COMPUTER IMPLEMENTED METHOD FOR INDEXING REFERENCE GENOME
    1.
    发明申请
    COMPUTER IMPLEMENTED METHOD FOR INDEXING REFERENCE GENOME 审中-公开
    用于索引基因组索引的计算机实现方法

    公开(公告)号:WO2010104608A3

    公开(公告)日:2010-12-16

    申请号:PCT/US2010000772

    申请日:2010-03-15

    Inventor: ROTH CHANTAL

    CPC classification number: G06F19/22

    Abstract: A method for indexing a reference genome is provided. The method includes selecting a reference genome to index, calculating a first minimum index region size, assigning a first position number to a first index region of the reference genome, assigning a second position number to a second index region of the reference genome, and storing the association of the first and second position numbers to index regions in a hash table. The size of the first index region can be greater than or equal to the first minimum index region size. The second index region can overlap with at least one base included in the first index region. The first minimum index region size can be calculated based on the reference genome size. In yet other embodiments of the present teachings, a method for mapping a sequence read to a reference genome is provided wherein a sequence read is compared to the index regions stored in the indexing hash table, and the sequence read is mapped to and aligned against a location on the reference genome. Systems configured to carry out the methods are also provided.

    Abstract translation: 提供了用于索引参考基因组的方法。 该方法包括选择参考基因组来索引,计算第一最小索引区大小,将第一位置号分配给参考基因组的第一索引区,将第二位置号分配给参考基因组的第二索引区,以及存储 将第一和第二位置编号关联到散列表中的索引区域。 第一索引区域的大小可以大于或等于第一最小索引区域大小。 第二索引区域可以与第一索引区域中包括的至少一个基底重叠。 可以基于参考基因组大小来计算第一最小索引区域大小。 在本教导的其他实施例中,提供了一种用于将读取的序列映射到参考基因组的方法,其中将序列读取与存储在索引化哈希表中的索引区域进行比较,并且将序列读取映射到并与 在参考基因组上的位置。 还提供了配置为执行这些方法的系统。

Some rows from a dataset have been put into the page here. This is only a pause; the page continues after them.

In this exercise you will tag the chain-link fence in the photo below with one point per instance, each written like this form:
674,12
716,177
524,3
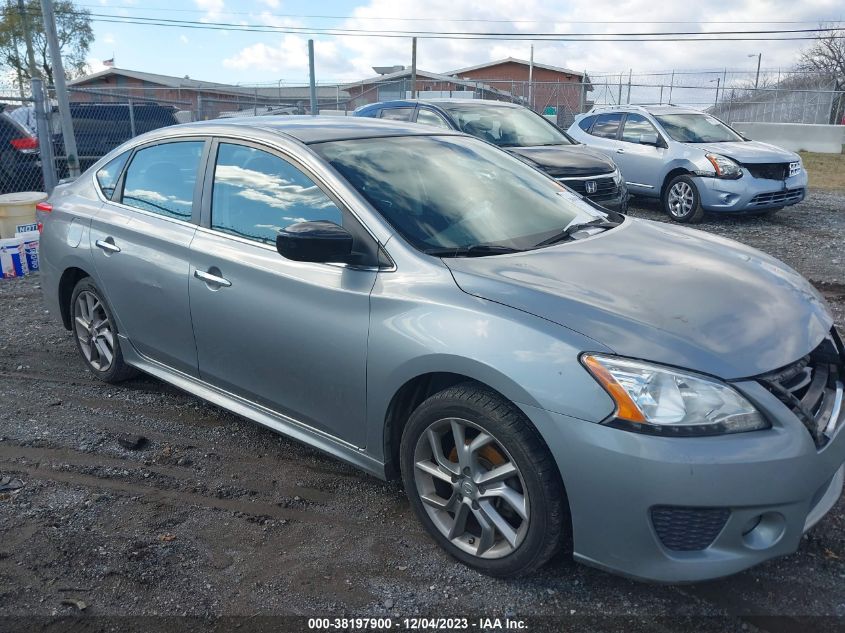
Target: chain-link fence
106,117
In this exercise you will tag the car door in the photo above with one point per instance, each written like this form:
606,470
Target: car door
140,240
290,336
604,133
641,155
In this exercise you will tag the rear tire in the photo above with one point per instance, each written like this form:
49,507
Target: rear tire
508,523
681,200
95,332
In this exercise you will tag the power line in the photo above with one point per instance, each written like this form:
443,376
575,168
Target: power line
663,36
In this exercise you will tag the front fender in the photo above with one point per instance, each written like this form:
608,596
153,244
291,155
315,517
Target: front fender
435,327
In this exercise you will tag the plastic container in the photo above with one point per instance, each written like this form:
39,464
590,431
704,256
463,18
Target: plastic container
17,212
12,258
30,241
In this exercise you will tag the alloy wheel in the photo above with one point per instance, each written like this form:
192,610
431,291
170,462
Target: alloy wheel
471,488
681,199
94,330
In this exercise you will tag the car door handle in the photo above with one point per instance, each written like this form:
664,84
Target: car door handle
212,279
106,245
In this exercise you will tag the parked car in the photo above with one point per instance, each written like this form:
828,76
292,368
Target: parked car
670,400
100,127
522,132
20,160
692,161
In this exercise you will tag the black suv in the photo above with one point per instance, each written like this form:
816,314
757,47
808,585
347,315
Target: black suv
523,133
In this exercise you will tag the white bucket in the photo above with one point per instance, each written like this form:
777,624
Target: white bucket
12,258
30,248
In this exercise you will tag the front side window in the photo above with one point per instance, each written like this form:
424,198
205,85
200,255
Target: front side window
108,174
506,126
454,192
256,194
397,114
607,125
697,128
161,178
636,128
427,117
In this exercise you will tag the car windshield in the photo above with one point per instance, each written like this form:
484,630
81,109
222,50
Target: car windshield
506,126
442,192
697,128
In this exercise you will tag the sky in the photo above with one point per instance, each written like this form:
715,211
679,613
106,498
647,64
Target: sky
231,56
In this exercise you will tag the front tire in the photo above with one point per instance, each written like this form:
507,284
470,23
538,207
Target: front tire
482,481
681,200
95,333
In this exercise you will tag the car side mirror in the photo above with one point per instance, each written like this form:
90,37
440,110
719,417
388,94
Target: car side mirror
320,242
649,139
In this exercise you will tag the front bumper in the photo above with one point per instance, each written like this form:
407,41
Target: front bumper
749,194
776,480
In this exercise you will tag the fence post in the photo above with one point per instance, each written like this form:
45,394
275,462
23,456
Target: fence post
132,119
45,136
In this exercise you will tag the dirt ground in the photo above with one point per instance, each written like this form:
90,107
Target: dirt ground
215,516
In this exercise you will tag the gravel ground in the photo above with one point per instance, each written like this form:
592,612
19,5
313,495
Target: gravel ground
214,515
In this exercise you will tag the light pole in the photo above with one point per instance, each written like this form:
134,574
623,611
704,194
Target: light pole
759,57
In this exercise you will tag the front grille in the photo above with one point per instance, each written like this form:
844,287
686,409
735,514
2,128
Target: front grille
605,187
812,388
787,196
688,529
768,171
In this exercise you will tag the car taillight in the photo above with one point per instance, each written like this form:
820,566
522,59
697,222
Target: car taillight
25,143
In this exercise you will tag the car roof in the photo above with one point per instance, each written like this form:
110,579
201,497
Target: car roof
316,129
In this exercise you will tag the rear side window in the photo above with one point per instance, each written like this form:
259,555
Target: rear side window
161,178
586,123
256,194
397,114
607,125
108,174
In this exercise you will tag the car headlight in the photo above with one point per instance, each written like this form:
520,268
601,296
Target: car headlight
617,177
663,401
724,166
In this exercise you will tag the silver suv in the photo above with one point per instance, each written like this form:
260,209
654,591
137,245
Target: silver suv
692,161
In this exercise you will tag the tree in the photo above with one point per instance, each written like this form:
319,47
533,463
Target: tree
827,56
75,36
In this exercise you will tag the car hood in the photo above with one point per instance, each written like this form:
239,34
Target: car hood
565,160
749,151
670,295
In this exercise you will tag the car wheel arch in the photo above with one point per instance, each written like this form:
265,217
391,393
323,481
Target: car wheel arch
70,277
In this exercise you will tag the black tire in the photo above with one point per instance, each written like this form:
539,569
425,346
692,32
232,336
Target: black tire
547,522
681,200
117,370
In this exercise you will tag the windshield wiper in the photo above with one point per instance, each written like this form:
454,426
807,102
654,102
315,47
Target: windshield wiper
473,250
566,233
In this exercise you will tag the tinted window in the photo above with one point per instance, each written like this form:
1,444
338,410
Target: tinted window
256,194
161,178
108,174
636,126
607,125
454,191
397,114
427,117
586,123
506,126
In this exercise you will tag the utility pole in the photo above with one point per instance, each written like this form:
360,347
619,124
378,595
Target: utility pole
413,68
312,82
27,37
531,79
61,87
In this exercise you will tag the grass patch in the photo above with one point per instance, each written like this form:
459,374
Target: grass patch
826,171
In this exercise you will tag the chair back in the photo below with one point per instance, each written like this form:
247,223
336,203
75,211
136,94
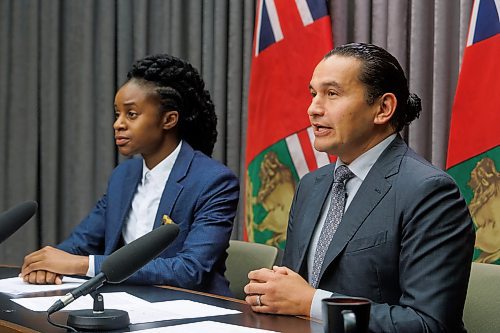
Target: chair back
482,305
244,257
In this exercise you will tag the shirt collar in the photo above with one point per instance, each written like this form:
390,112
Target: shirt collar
159,174
363,163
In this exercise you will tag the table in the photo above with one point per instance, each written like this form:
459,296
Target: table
17,319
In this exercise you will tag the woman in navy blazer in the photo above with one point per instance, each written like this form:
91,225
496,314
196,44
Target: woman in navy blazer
163,113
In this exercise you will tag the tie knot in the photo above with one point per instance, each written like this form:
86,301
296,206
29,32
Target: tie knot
342,173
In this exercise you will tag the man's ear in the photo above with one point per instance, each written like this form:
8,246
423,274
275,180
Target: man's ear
170,119
386,107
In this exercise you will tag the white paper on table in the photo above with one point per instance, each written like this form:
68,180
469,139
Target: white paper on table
139,310
16,285
205,327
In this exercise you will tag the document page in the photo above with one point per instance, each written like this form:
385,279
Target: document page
16,286
139,310
205,327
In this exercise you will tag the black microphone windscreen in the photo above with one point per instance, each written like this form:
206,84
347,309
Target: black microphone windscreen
126,260
15,217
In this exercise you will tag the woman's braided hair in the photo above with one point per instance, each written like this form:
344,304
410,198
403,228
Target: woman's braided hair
381,73
182,89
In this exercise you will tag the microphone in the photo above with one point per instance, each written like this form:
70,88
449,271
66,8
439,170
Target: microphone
15,217
123,262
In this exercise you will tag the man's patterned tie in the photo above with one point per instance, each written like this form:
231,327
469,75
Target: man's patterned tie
333,218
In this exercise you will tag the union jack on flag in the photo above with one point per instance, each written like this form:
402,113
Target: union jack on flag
290,38
474,145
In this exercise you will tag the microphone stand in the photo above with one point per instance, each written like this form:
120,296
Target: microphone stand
98,318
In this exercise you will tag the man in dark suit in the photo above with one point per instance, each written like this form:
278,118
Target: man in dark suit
404,237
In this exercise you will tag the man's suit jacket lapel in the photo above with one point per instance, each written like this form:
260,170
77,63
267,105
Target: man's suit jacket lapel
372,190
173,188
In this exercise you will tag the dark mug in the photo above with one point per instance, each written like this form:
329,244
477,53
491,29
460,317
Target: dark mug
344,314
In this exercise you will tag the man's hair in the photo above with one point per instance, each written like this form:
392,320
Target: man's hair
181,88
381,73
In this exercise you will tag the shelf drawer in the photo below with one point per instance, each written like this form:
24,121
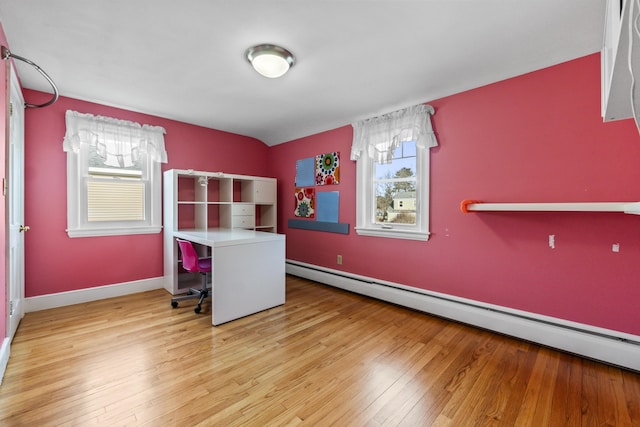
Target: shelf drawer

    COMPUTER IMPLEMENTED METHOD FOR INDEXING REFERENCE GENOME
    2.
    发明申请
    COMPUTER IMPLEMENTED METHOD FOR INDEXING REFERENCE GENOME 审中-公开
    用于引用参考基因​​的计算机实现方法

    公开(公告)号:WO2010104608A2

    公开(公告)日:2010-09-16

    申请号:PCT/US2010/000772

    申请日:2010-03-15

    Inventor: ROTH, Chantal

    CPC classification number: G06F19/22

    Abstract: A method for indexing a reference genome is provided. The method includes selecting a reference genome to index, calculating a first minimum index region size, assigning a first position number to a first index region of the reference genome, assigning a second position number to a second index region of the reference genome, and storing the association of the first and second position numbers to index regions in a hash table. The size of the first index region can be greater than or equal to the first minimum index region size. The second index region can overlap with at least one base included in the first index region. The first minimum index region size can be calculated based on the reference genome size. In yet other embodiments of the present teachings, a method for mapping a sequence read to a reference genome is provided wherein a sequence read is compared to the index regions stored in the indexing hash table, and the sequence read is mapped to and aligned against a location on the reference genome. Systems configured to carry out the methods are also provided.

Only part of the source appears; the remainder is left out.